What kind of boy is he?

He’s an interesting boy. At one and a half he plays football. Very joyful child. I think he’s probably going to do interesting things.

Which bit of fatherhood do you find challenging?

Availability and time. I think it requires a lot of being deliberate. When I grew up, our parents, our fathers, it may have been the same for you, prioritized provision over time. I intentionally spend time with my children, to listen to them and hear them. I take my son to football, which he loves. I teach them piano. I’m happy to give the firm all my Mondays to Saturdays but my Sundays are sacred because I will blink and the children will be 18 and then they are gone.

What are you most fearful about at 43?

I didn’t grow up with a grandfather. My dad lost his father at two. He was two years old. My children are lucky because my dad is alive, right? But I always think that it’s a tragedy losing a parent at a young age. I worry about my children growing up without me should I pass on and it’s driven a lot of decisions I’ve made in my life. I took out my first mortgage at 29 because I wanted to make sure that I had provided a house. A house will be half their problem should anything happen to me. I’m not afraid of death, but dying prematurely because of the impact it would have on the family.

This is a very abstract question, I don't know how you’re going to answer it. But if you were to apologise to yourself, what would you apologise for?

(Chuckles) I would apologise for taking too many things too seriously. I feel like I’ve been rushing from one place to another. I also look back and I think; it would not have been the end of the world if I had further explored the music side of life. Maybe one year, two years down the road, I’d have decided maybe this is not the thing, who knows?

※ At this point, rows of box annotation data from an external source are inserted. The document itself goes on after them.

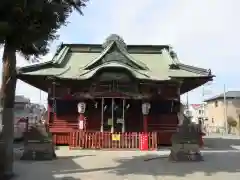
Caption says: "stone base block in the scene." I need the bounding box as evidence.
[169,151,203,162]
[21,142,56,161]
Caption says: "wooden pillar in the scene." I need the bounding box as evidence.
[100,98,104,132]
[142,103,151,133]
[111,98,114,133]
[78,102,86,130]
[143,115,148,133]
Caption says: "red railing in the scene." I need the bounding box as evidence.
[69,131,157,150]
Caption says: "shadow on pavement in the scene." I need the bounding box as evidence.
[14,155,93,180]
[16,138,240,180]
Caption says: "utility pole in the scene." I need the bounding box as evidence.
[223,84,228,134]
[187,92,190,117]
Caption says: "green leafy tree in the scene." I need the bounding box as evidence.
[0,0,87,176]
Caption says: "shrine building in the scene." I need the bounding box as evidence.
[18,35,214,148]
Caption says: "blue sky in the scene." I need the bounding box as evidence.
[0,0,240,103]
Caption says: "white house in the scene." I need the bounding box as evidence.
[188,104,206,124]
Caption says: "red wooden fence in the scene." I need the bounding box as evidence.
[69,131,157,150]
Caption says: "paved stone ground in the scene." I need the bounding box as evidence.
[12,136,240,180]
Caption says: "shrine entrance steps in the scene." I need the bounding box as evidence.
[53,130,157,150]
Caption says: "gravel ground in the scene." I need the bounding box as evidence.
[12,137,240,180]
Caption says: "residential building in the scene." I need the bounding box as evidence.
[189,104,206,124]
[205,91,240,127]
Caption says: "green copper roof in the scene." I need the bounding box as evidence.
[19,35,211,81]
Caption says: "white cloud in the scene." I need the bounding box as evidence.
[100,0,240,72]
[1,0,240,103]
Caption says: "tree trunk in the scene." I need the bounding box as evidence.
[1,42,17,176]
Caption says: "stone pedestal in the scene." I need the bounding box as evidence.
[169,115,203,161]
[169,143,203,161]
[21,124,56,161]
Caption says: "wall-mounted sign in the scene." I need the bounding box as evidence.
[112,134,120,141]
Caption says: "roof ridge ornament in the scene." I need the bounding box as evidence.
[102,34,127,50]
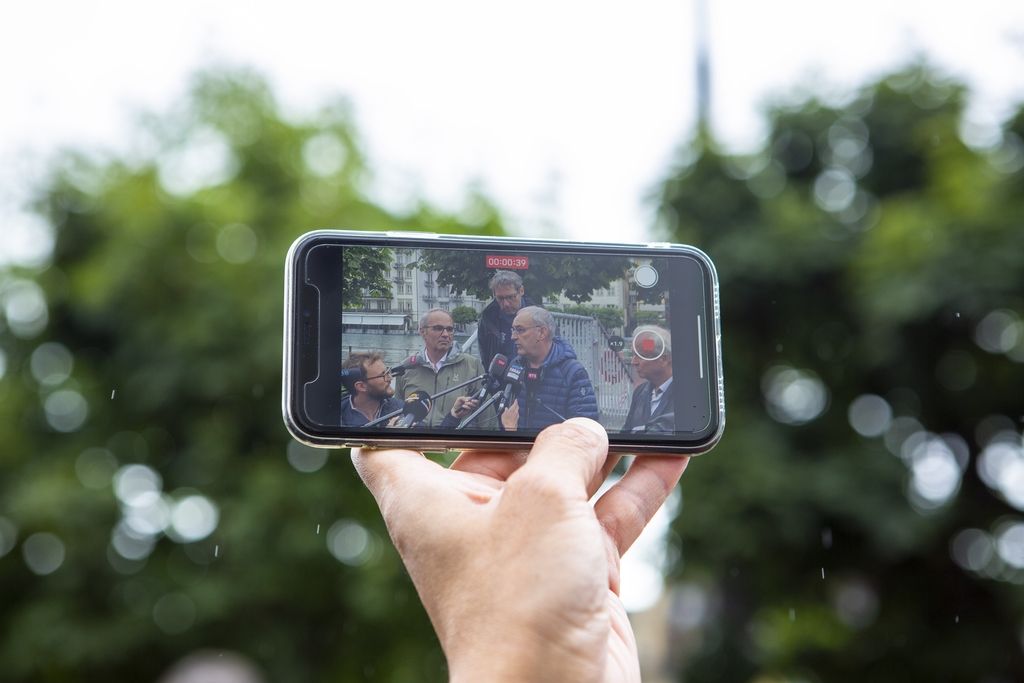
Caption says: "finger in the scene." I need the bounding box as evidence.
[509,418,608,500]
[449,451,526,481]
[352,449,444,518]
[594,456,689,556]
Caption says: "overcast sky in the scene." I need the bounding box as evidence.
[0,0,1024,262]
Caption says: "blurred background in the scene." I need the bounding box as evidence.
[0,0,1024,683]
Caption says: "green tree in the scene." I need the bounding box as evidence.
[562,304,626,330]
[662,66,1024,681]
[342,247,391,307]
[0,72,500,681]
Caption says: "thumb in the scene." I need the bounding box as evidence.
[508,418,608,501]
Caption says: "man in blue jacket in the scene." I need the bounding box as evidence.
[502,306,597,431]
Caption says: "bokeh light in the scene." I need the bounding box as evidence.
[29,342,75,387]
[153,593,196,635]
[974,308,1024,362]
[22,531,65,577]
[75,449,118,488]
[327,519,381,566]
[0,517,17,557]
[43,389,89,432]
[994,519,1024,569]
[0,280,49,339]
[761,366,828,425]
[977,431,1024,510]
[288,439,330,473]
[903,432,963,510]
[216,223,259,265]
[847,393,893,437]
[302,132,348,178]
[158,128,238,197]
[949,528,995,572]
[168,495,220,543]
[114,465,164,507]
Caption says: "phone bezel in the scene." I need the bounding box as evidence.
[282,230,725,455]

I suppose one other thing that I could have done better is I would have created more time to see places, to go places. I love driving, and road trips. I should have done more of that. I think maybe that’s the apology I owe myself.

Is it too late to do all these things?

I don’t know. I would have loved to drive to Cape Town, which takes one and a half months. I don’t know where that time will come from. I’m also unlearning certain things that hold me down. I had thought of myself as a leader, someone strong and with answers. I’m learning to think that I don't have to know or have an answer. I'm unlearning thinking about the here and the now today and thinking more about the big picture. Legacy.

How can I contribute to this country? I’m leading the government’s e-mobility task force on the development of the National Electric Mobility Policy, Strategy, and Legislations and Regulations. This is an idea I had pitched to the Cabinet Secretary of Transport and it’s something I’m passionate about. Legacy is not that you're the best tax lawyer in the world, for me legacy will be that we helped Kenya be on the right track for climate change, the right side of history if we get this e-mobility thing right.